Tested Models

Benchmarks run with /model-test on AMD Ryzen 5 2400G (4 cores, 15GB RAM) via remote Ollama over Cloudflare Tunnel.

Test Suite (v1.3.3):

Reasoning — 20 puzzle tests (logic, math, spatial, commonsense, etc.)

Instructions — Multi-step JSON schema compliance

Tool Usage — Chained tool call generation

Ollama Models — openai-completions

Model	Reasoning	Instructions	Tool Usage	Score
`deepseek-r1:1.5b`	8/20	❌ FAIL	❌ ERROR	1/3
`functiongemma:270m`	4/20	❌ FAIL	✅ STRONG	1/3
`gemma3:270m`	6/20	❌ FAIL	❌ ERROR	0/3
`granite3.1-moe:1b`	8/20	❌ FAIL	❌ FAIL	1/3
`granite4:1b`	0/20	❌ FAIL	❌ ERROR	0/3
`granite4:350m`	7/20	❌ FAIL	✅ STRONG	2/3
`llama3.2:1b`	8/20	❌ FAIL	✅ STRONG	2/3
`qwen:0.5b`	4/20	❌ FAIL	❌ ERROR	0/3
`qwen2:0.5b`	5/20	❌ FAIL	❌ ERROR	0/3
`qwen2.5:0.5b`	10/20	❌ FAIL	✅ STRONG	2/3
`qwen3:0.6b`	6/20	❌ FAIL	✅ STRONG	1/3

Notes:

deepseek-r1:1.5b — instructions FAIL (bad control character in JSON), tool usage ERROR (model does not support tools).

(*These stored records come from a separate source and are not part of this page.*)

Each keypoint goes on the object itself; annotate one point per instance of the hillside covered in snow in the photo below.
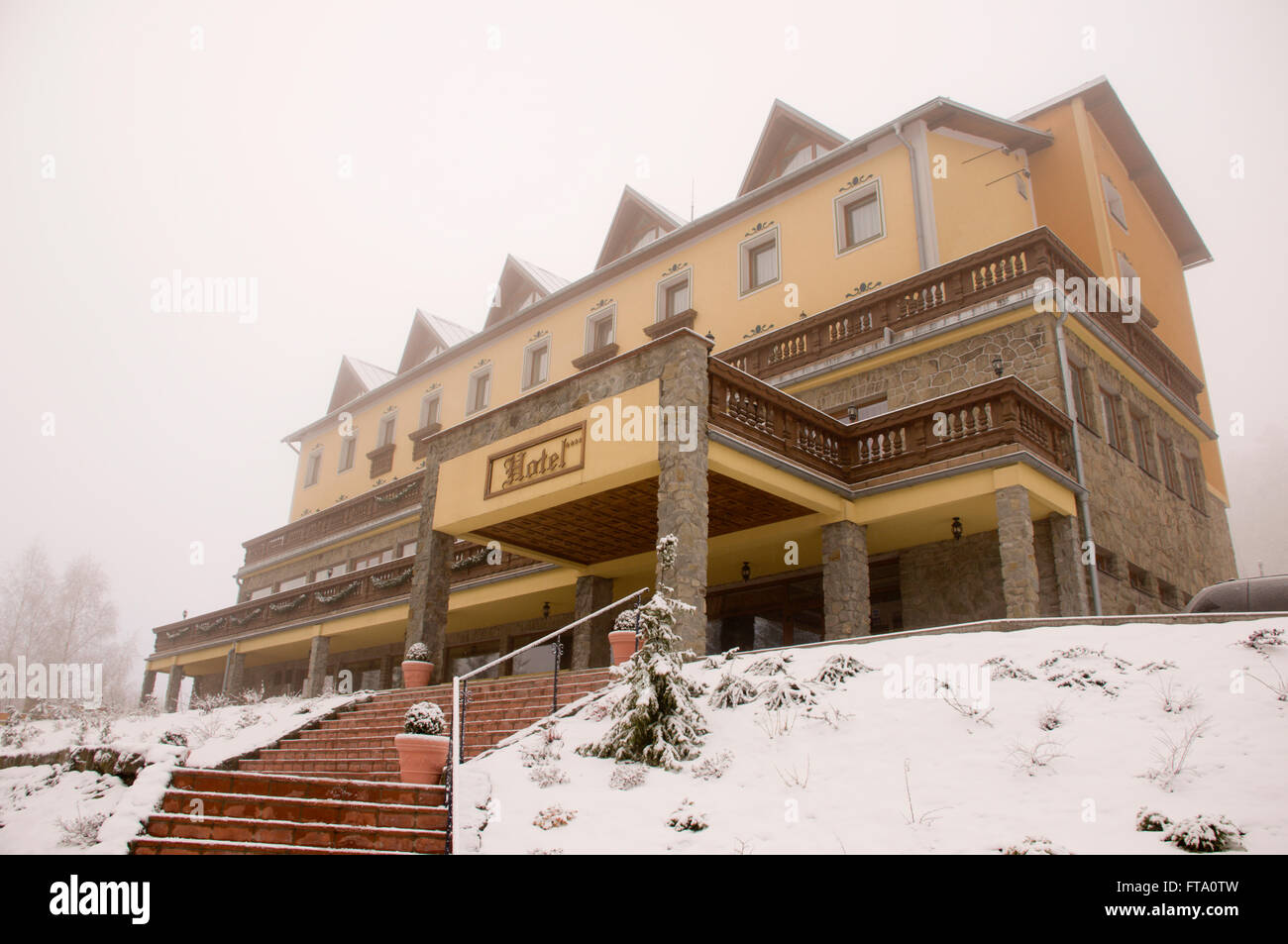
(1050, 739)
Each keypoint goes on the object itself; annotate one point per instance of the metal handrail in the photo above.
(460, 697)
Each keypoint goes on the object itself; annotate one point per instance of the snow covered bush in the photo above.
(732, 690)
(627, 776)
(687, 818)
(1034, 845)
(1203, 833)
(424, 717)
(785, 691)
(840, 668)
(554, 816)
(657, 720)
(1150, 820)
(712, 768)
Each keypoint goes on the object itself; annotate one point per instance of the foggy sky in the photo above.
(493, 129)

functiongemma:270m — instructions FAIL (empty streaming response), tool usage STRONG (chained: get_weather, calculate).

gemma3:270m — instructions FAIL (markdown-wrapped JSON), tool usage ERROR (model does not support tools).

granite3.1-moe:1b — instructions FAIL, tool usage FAIL (malformed tool calls).

granite4:1b — OOM (requires 13.0 GiB, only 12.2 GiB available), all 0/20 reasoning ERROR.

granite4:350m — instructions FAIL, tool usage STRONG.

llama3.2:1b — instructions FAIL, tool usage STRONG (chained: get_weather, calculate).

qwen:0.5b — instructions FAIL, tool usage ERROR (model does not support tools).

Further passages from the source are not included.